Noël Foret, directeur du site d’Orange, affirme qu’« une fermeture de l’aéroport gênerait considérablement l’activité du site ». Selon Philippe Péran, ingénieur d’affaires chez Alcatel, qui se déplace plusieurs fois par mois à Paris et ailleurs, « cela complexifierait beaucoup notre tâche en nous éloignant du siège parisien, sans compter que l’entreprise a déjà connu plusieurs restructurations. Une centaine de mes collègues seraient concernés ». Pierre Buisson, ingénieur chez iXBlue, une PME tournée vers l’international qui produit une fibre optique spéciale, confirme : « Chez nous, une dizaine de personnes utilisent l’avion régulièrement. Une fermeture serait un handicap pour notre développement. » D’après Marie Morin, qui fait de la veille équipementier chez Orange Labs, « sans avion, les déplacements à Paris empiéteraient sur la vie privée des salariés concernés ».

Lannion et le Trégor paient cher leur enclavement dans les Côtes-d’Armor. Le train, y compris le TGV, met quatre heures et demie pour rejoindre Paris ; en voiture, c’est cinq heures ! « Impossible de faire l’aller-retour dans la journée, explique Sylvie Le Callet. Cela implique de passer une nuit d’hôtel à Paris et rend l’avion compétitif aux yeux des voyageurs d’affaires qui bénéficient d’un tarif spécial entreprises. » Ces derniers représentent 70 % des voyageurs de Lannion. Pour autant, le déficit est là, et les contribuables comblent le trou. Le conseil général s’était engagé à financer l’aéroport jusqu’à l’arrivée de la ligne à grande vitesse, en 2017. Mais voilà, la LGV pourrait être de nouveau retardée. De plus, Lannion se trouve en concurrence dans le département avec l’aéroport de Saint-Brieuc, sur lequel le trafic est moindre bien qu’il soit équipé pour recevoir des avions gros porteurs. Lannion ne dispose que d’une piste courte…

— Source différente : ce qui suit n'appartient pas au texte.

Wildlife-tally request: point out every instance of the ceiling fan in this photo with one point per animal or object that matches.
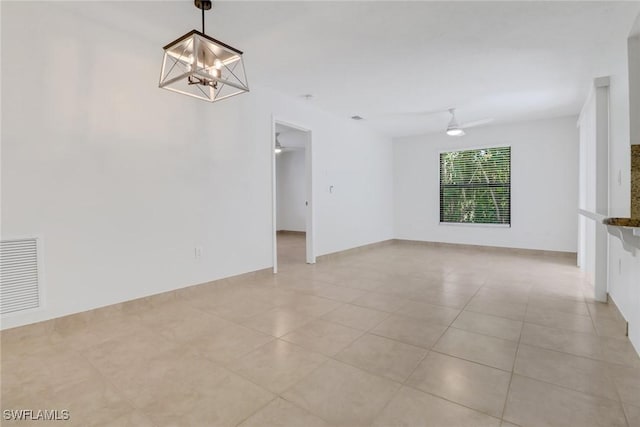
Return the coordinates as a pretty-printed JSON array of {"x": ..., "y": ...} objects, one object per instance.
[{"x": 456, "y": 128}]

Travailler sur les moyen et long termes

Bref, à la mi-septembre, la délégation de service public (DSP) attribuée à Hop ! a été reconduite pour quatre ans. Mais, d’ores et déjà, le nombre de rotations entre Lannion et Paris va diminuer, passant de trois à deux dès ce mois d’octobre. Il est question de suppressions d’emploi ou de chômage partiel dans certains secteurs comme la sécurité. Pour René Perroquin, secrétaire de l’UD 22, « la décision de reconduire la DSP règle le problème à court terme. À la CFDT, nous voulons examiner le développement du territoire sur les moyen et long termes à travers les questions de transports, de développement durable mais aussi de sécurisation des parcours professionnels. Les salariés n’ont pour l’instant aucune formation adaptée si une alternative au transport aérien était nécessaire. Nous allons y travailler ».